Simbol merah putih pada sorban Pangeran Diponegoro digunakan sebagai simbol perjuangan dan perlawanan rakyat Indonesia melawan kolonial Belanda. Dalam hal ini jelaslah bahwa Raden saleh mempergunakan lambang atau simbol merah putih tersebut sebagai perlawanan dalam ekspresi lukisan anti kolonial jauh sebelum bangsa Indonesia menjadikan lambang nasional yang berupa bendera kebangsaan.

Secara visual kita  juga dapat menyaksikan bagaimana keberanian Pangeran Diponegoro yang tergambar melalui gesture berdiri tegak dengan dada membusung dan ekspresi wajah dengan mata tegas menatap Jenderal de Kock. Bahasa tubuhnya mencerminkan bahwa ia adalah seorang pejuang yang kuat, berani, dan tidak takut sedikitpun kepada petinggi Belanda. Raden Saleh menempatkan Pangeran Diponegoro di sebelah kanan sejajar dengan posisi de Kock. Sedangkan komandan Belanda berada di sebelah kirinya, yang dalam budaya Jawa merupakan sebuah simbol sebagai tempat untuk perempuan. Hal ini juga merupakan simbol bahwa pejabat Belanda menempati posisi kedua.

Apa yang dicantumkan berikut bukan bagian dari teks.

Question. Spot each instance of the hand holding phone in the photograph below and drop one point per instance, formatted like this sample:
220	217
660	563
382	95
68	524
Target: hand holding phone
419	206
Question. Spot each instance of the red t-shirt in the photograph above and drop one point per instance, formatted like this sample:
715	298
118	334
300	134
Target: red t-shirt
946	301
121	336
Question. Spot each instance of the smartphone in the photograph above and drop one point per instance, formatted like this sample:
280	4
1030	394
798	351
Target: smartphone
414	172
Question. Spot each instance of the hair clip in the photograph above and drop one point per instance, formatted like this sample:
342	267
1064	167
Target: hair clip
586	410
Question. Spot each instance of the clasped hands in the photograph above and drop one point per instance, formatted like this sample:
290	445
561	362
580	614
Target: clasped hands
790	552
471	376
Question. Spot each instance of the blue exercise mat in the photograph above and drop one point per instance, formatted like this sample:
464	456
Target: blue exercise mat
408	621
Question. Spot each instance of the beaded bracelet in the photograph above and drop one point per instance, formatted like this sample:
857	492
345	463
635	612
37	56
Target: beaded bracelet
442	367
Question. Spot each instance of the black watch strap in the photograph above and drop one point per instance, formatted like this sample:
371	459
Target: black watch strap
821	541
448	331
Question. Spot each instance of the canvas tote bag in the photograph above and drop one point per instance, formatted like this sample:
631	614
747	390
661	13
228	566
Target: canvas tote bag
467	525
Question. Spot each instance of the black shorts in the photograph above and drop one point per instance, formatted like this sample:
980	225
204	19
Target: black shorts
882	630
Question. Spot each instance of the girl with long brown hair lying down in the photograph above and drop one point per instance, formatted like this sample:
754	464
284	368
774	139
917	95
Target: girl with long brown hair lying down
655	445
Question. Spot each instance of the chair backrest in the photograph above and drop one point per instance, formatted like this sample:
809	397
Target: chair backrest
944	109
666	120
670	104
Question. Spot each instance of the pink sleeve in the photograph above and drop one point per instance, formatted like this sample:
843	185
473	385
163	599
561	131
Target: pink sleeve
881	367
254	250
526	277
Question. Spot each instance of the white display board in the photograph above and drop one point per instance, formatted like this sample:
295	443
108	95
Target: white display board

Objek menarik lainnya dalam lukisan ini adalah postur tubuh para opsir Belanda yang digambarkan dengan anatomi yang tidak proporsional. Kita dapat menyaksikan bahwa tinggi postur orang-orang Belanda dibuat sejajar dengan tinggi postur orang pribumi. Melalui penggambaran ini Raden Saleh ingin menegaskan bahwa orang “Jawa” memiliki derajat yang sejajar dengan para penjajah. Selain itu, kepala opsir yang digambarkan lebih besar dari ukuran yang seharusnya menggambarkan bahwa mereka sebagai penjajah yang angkuh dan sombong.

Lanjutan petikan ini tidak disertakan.